Strange in the Extreme: The Emishi and the Early Japanese Court

Date
Dec 4, 2024, 4:30 pm6:00 pm
Location
202 Jones

Speaker

Details

Event Description

For the past several decades, historians of premodern Japan have debated the role of immigrants and their descendants in establishing the foundations of the early state in Japan. Much of this debate has been framed in terms of ethnicity or ethnogenesis, and has focused on demonstrating the significance of the contributions made by immigrant lineage groups of Korean and Chinese origin. While this work was critical to correcting the idea that there was a purely “Japanese” people or polity, it also stopped short of considering if and how concepts like ethnicity and race were relevant in premodern Japan. This chapter draws inspiration from the growing number of classicists and medievalists who have applied broader and more structural understandings of race to the premodern world, and focuses on the relationship between the early Japanese court and the people(s) in the northern part of the archipelago that the court referred to as the Emishi. This relationship is particularly intriguing because even the earliest descriptions of Emishi in the court chronicles make it clear that they were understood to be fundamentally (physically, culturally, socially) different from Japanese people in ways that other outsiders were not. At the same time, the Emishi were never a distinct category in the law codes that defined the early Japanese court, and legal commentaries of the time insisted that they were eligible for the process of becoming subjects, framed as a “transformation” from barbarian to civilized people. In this talk, I will discuss the mechanisms that preserved the hierarchy in which Emishi subjects were disadvantaged by systems of status and rank in ways that other new subjects were not. I argue that we must not take the lack of explicitly racist laws in classical Japan to mean that there was no systematic oppression of the Emishi and similar groups in Japan.

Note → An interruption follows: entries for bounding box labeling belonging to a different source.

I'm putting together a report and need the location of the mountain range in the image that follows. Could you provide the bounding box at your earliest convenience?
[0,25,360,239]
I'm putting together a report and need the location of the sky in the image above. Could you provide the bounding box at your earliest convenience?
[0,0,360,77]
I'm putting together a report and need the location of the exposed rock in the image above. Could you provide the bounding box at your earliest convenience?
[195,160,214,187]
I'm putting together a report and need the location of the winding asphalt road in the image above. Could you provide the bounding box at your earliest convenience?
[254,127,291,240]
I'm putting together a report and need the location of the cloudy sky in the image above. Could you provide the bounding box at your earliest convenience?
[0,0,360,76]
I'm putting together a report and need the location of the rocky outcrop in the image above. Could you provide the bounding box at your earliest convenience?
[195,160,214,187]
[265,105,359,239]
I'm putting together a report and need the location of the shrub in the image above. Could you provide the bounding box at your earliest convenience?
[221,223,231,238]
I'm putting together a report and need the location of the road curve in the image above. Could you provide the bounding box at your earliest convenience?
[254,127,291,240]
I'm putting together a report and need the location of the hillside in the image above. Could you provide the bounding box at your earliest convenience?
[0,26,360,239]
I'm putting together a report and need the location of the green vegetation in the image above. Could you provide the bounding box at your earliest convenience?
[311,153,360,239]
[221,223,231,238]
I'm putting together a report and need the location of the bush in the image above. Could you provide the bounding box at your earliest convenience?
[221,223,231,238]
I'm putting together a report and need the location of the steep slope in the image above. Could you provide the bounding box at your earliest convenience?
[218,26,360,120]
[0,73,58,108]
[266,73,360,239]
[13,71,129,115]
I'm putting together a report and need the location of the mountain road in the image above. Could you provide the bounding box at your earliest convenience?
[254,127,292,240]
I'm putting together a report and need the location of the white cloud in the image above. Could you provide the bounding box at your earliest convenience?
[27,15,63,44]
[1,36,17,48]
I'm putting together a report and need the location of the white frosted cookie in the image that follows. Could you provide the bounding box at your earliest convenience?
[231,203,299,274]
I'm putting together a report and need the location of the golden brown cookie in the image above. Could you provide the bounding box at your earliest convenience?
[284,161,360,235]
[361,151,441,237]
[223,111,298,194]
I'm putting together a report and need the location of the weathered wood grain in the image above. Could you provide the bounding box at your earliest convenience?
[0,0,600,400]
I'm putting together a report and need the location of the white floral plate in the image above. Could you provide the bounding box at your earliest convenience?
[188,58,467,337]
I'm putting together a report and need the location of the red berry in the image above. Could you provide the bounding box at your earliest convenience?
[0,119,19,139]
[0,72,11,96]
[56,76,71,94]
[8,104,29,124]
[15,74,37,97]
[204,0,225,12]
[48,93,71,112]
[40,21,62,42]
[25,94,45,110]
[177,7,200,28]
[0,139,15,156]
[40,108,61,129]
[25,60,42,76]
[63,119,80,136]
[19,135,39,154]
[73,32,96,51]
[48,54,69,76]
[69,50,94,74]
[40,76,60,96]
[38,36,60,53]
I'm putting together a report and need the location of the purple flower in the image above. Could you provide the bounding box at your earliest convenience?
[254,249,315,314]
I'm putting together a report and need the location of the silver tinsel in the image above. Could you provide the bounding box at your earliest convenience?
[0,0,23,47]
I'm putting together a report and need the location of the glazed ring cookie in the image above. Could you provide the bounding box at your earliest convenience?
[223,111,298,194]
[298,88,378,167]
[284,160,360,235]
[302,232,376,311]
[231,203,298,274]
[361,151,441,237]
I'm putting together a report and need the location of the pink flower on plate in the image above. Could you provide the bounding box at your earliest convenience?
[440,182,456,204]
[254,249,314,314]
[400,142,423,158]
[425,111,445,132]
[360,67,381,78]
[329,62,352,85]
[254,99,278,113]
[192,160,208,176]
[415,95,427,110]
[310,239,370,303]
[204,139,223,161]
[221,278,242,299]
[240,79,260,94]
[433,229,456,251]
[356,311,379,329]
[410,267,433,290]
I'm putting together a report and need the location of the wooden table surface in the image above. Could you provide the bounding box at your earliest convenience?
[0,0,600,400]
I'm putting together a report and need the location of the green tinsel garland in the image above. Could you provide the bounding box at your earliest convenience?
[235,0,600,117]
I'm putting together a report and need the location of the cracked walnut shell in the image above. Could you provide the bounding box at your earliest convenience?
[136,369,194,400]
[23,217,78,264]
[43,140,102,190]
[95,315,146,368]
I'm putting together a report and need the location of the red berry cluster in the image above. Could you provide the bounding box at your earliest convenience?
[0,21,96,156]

Nadia Kanagawa is a historian of premodern Japan and most recently James B. Duke Assistant Professor of Asian Studies and History at Furman University in Greenville, SC. In her research, she examines how seventh- through ninth-century Japanese rulers approached the incorporation, assimilation and configuration of immigrants and their descendants. She considers the process by which outsiders became subjects as a way of understanding what it meant to be a subject of the classical Japanese realm. She is also particularly interested in comparative legal histories of East Asia, and in exploring how digital methods and tools can enrich our analyses of premodern sources. She is working on a manuscript tentatively titled, “Becoming Foreign Subjects: Immigrants and their Descendants in Seventh- Through Ninth-Century Japan.”